Smerdy
Smerdy
a term for feudally dependent peasants in ancient Rus’ and other Slavic countries. Sources dating from the 11th and 12th centuries, for example, the Russkaia Pravda, refer to smerdy in Kievan Rus’ and Poland and among the Polabian Slavs. In Rus’, smerdy were peasants who had gradually lost their freedom, either completely or partially; the legal status of individual groups of smerdy varied.
Unlike slaves, smerdy in the 11th and 12th centuries owned property and paid fines for the offenses they committed. They did not have full legal rights; the bloodwite for a smerd was the same as for a kholop. The property of a smerd who died without heirs reverted to the prince. The Russkaia Pravda prohibited the torture of smerdy during juridical investigations without the prince’s authorization.
Beginning in the early 12th century, lands populated by smerdy came under the ownership of individual feudal lords.

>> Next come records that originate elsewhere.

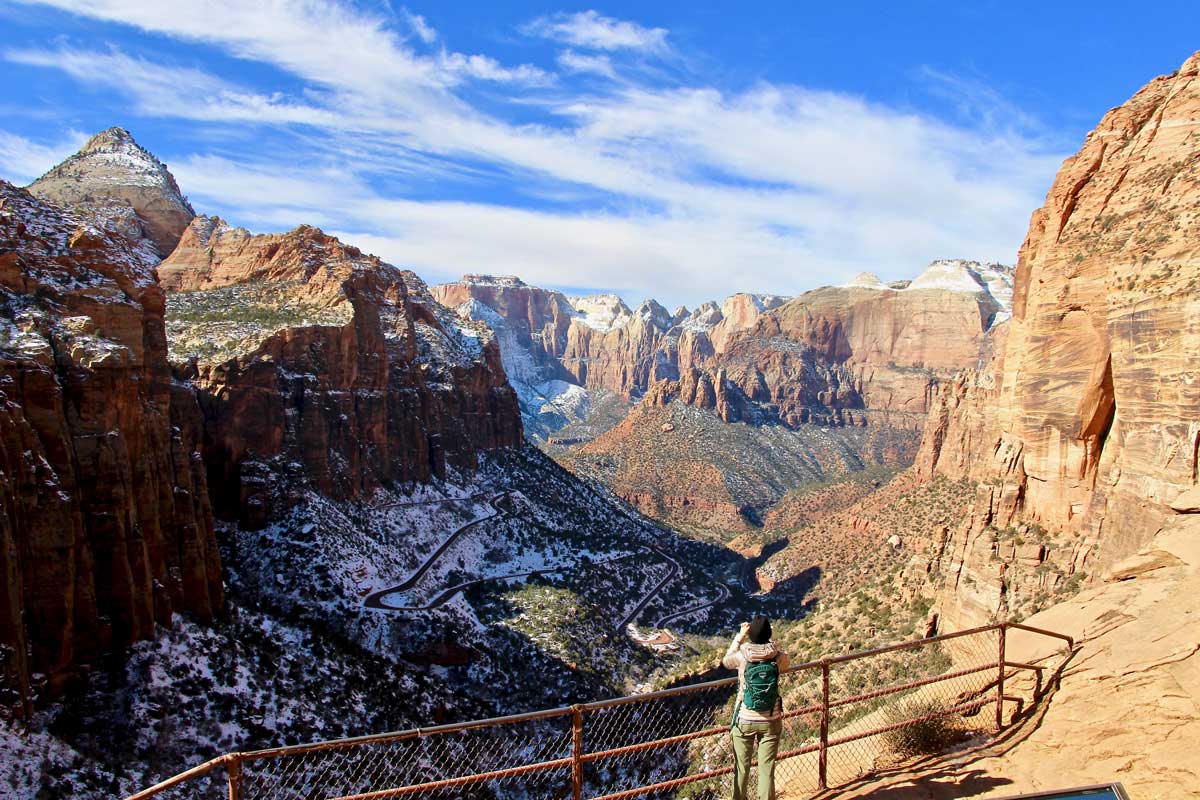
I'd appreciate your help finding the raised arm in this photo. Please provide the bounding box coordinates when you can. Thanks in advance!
[722,622,750,670]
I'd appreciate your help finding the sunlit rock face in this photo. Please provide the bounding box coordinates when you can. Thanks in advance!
[435,264,1009,438]
[714,260,1011,426]
[27,127,196,258]
[913,51,1200,628]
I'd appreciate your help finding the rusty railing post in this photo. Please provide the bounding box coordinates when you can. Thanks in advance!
[226,754,243,800]
[995,624,1007,732]
[818,660,830,791]
[571,704,584,800]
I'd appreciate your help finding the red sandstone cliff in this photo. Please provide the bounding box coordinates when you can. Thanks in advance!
[913,51,1200,628]
[714,263,1008,427]
[162,218,522,526]
[0,182,221,713]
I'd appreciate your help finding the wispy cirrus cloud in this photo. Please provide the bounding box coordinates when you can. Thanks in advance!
[401,8,437,45]
[436,50,552,85]
[557,50,617,79]
[6,45,338,125]
[522,10,669,53]
[2,0,1064,307]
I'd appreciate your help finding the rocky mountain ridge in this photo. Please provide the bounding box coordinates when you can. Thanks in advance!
[433,259,1011,440]
[160,214,523,526]
[1,143,524,716]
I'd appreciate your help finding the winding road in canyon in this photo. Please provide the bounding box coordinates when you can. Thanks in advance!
[363,492,514,609]
[364,491,729,631]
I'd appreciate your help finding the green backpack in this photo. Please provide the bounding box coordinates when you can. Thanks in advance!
[741,658,780,713]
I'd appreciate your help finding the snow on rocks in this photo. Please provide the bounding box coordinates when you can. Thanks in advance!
[840,260,1015,313]
[846,272,888,289]
[29,127,194,214]
[457,274,528,288]
[569,293,634,332]
[26,127,196,256]
[681,301,724,333]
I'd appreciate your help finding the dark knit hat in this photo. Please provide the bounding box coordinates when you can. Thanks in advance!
[748,616,772,644]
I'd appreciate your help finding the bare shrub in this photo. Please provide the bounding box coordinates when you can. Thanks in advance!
[881,698,962,757]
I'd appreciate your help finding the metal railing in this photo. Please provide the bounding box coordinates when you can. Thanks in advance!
[127,622,1073,800]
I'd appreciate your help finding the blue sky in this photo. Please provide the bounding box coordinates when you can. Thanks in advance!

Throughout the 12th and 13th centuries, narratives of events in Galich-Volyn’ and Novgorod make mention of smerdy. In several instances in this period, the term smerdy evidently referred to the entire rural population of a locality. In the 14th and 15th centuries the smerdy of Novgorod and Pskov appear in the sources as peasant-proprietors, owning land individually or collectively (in obshchiny, or communes) and possessing the right to freely dispose of their own allotments. However, their personal freedom was limited: they were forbidden to move to another land or to come under the protection of the prince; the prince was forbidden to accept complaints against a lord. The smerdy likewise had to fulfill certain obligations—“tributes” (dani) or labor services—to the city as a collective feudal seignior.
REFERENCES
Pravda Russkaia, vol. 2. Moscow-Leningrad, 1947.Iushkov. S. V. Obshchestvenno-politicheskii stroi i pravo Kievskogo gosudarstva. Moscow, 1949.
Grekov, B. D. Kievskaia Rus’. [Moscow] 1953.
Cherepnin, L. V. “Iz istorii formirovaniia klassa feodal’no-zavisimogo krest’ianstva na Rusi.” In the collection Istoricheskie zapiski, vol. 56. Moscow, 1956.
Smirnov, I. I. Ocherki sotsial’no-ekonomicheskikh otnoshenii Rusi XII-XIII vv. Moscow-Leningrad, 1963.
Zimin, A. A. Kholopyna Rusi. Moscow, 1973.